A mole ratio is the ratio of moles of one substance to moles of another in a balanced chemical equation, determined by the coefficients. In 2H₂ + O₂ → 2H₂O, the mole ratio of H₂ to O₂ is 2:1, and H₂ to H₂O is 2:2 (or 1:1). Mole ratios are the conversion factors for stoichiometric calculations.

What is the limiting reagent?

The limiting reagent is the reactant that is completely consumed first in a reaction, limiting the amount of product that can form. It is identified by comparing the mole-to-coefficient ratios of all reactants — the one with the smallest ratio is limiting. All yield calculations are based on the limiting reagent.

How do I convert grams to moles?

Divide the mass in grams by the molar mass (g/mol): moles = mass / molar mass. For example, 10 g of NaOH (MW = 40 g/mol) = 10/40 = 0.25 mol. The molar mass is found by summing the atomic masses of all atoms in the formula from the periodic table.

Why is my actual yield less than theoretical?

Actual yield is less than theoretical due to: incomplete reactions (equilibrium), side reactions producing unwanted products, mechanical losses during transfer and purification, impure reagents, and measurement errors.
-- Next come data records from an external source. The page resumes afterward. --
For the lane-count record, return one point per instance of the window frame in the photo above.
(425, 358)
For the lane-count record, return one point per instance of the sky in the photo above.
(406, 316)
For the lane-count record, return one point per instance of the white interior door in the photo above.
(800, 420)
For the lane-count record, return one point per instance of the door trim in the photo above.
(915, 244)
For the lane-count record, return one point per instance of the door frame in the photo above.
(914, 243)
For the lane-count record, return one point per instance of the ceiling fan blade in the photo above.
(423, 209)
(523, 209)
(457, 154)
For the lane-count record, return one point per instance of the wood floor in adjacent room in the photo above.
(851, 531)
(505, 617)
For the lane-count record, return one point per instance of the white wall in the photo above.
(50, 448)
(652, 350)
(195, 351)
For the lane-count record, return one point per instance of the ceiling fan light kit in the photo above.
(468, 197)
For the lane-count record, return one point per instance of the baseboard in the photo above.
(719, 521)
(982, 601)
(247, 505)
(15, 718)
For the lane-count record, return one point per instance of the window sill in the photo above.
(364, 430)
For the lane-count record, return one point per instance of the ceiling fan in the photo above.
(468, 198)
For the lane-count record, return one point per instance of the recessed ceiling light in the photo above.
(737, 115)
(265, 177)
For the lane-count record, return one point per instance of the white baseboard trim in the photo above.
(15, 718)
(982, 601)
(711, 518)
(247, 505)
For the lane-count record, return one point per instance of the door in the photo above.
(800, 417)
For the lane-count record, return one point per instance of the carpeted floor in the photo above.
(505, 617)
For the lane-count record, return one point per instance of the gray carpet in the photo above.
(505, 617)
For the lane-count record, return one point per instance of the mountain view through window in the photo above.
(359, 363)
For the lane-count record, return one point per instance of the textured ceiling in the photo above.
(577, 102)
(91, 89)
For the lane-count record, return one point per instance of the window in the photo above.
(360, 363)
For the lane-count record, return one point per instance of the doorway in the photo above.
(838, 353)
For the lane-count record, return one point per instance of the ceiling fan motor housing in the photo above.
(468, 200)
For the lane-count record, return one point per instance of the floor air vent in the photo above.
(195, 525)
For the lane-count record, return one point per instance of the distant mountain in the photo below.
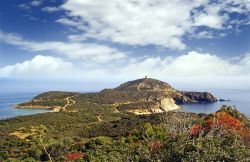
(141, 96)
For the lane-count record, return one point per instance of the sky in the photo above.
(98, 44)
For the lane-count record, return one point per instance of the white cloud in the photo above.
(147, 22)
(36, 2)
(84, 51)
(39, 66)
(23, 6)
(193, 64)
(50, 9)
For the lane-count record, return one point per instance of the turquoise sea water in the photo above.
(239, 98)
(7, 100)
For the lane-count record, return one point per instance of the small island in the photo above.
(132, 122)
(141, 96)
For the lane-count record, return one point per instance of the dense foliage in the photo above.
(80, 136)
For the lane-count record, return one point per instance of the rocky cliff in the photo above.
(141, 96)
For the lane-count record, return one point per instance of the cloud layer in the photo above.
(146, 22)
(83, 51)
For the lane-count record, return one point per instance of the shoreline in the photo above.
(54, 109)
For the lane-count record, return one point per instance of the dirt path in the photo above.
(69, 102)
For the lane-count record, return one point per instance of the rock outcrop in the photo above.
(141, 96)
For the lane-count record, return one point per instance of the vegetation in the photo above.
(120, 136)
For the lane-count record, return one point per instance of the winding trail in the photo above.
(99, 118)
(70, 102)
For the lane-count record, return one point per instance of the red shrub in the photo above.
(73, 156)
(224, 120)
(155, 145)
(195, 129)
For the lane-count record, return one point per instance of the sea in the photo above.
(238, 98)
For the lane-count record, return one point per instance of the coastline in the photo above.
(54, 109)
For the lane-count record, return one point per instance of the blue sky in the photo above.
(115, 41)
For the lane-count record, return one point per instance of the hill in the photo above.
(141, 96)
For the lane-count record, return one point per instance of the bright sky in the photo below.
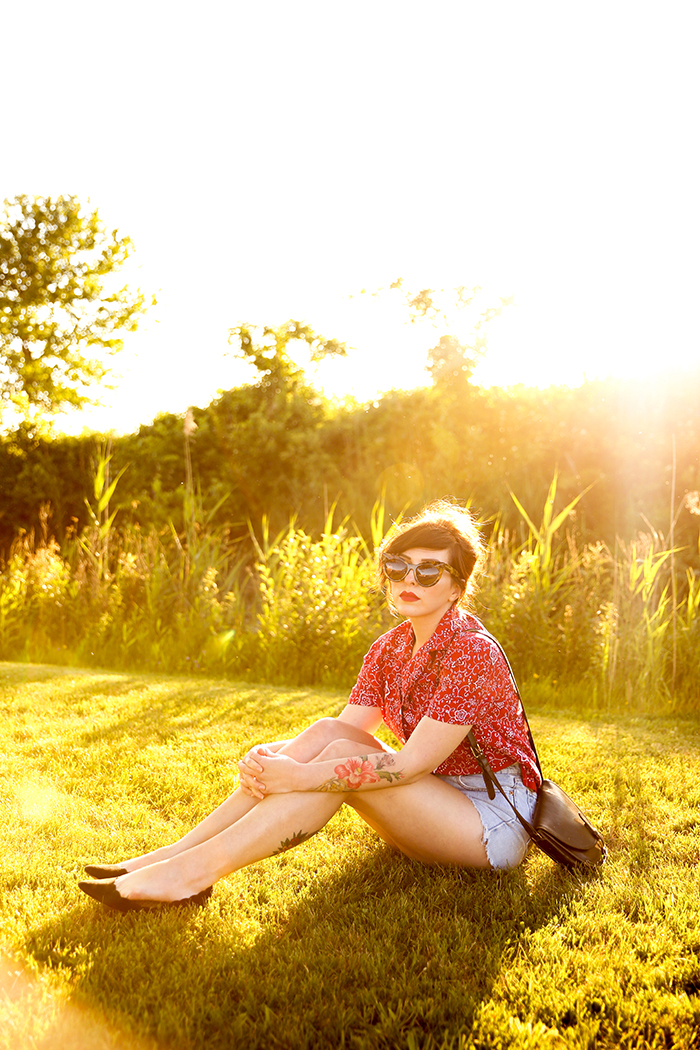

Percent yield = (actual/theoretical) × 100 quantifies this difference.

Can stoichiometry be used for solutions?

Yes. For solutions, use molarity × volume (in liters) to get moles: n = M × V. Then apply the mole ratio as usual. This is the basis of titration calculations. For gases at STP, use the molar volume (22.4 L/mol) to convert between volume and moles.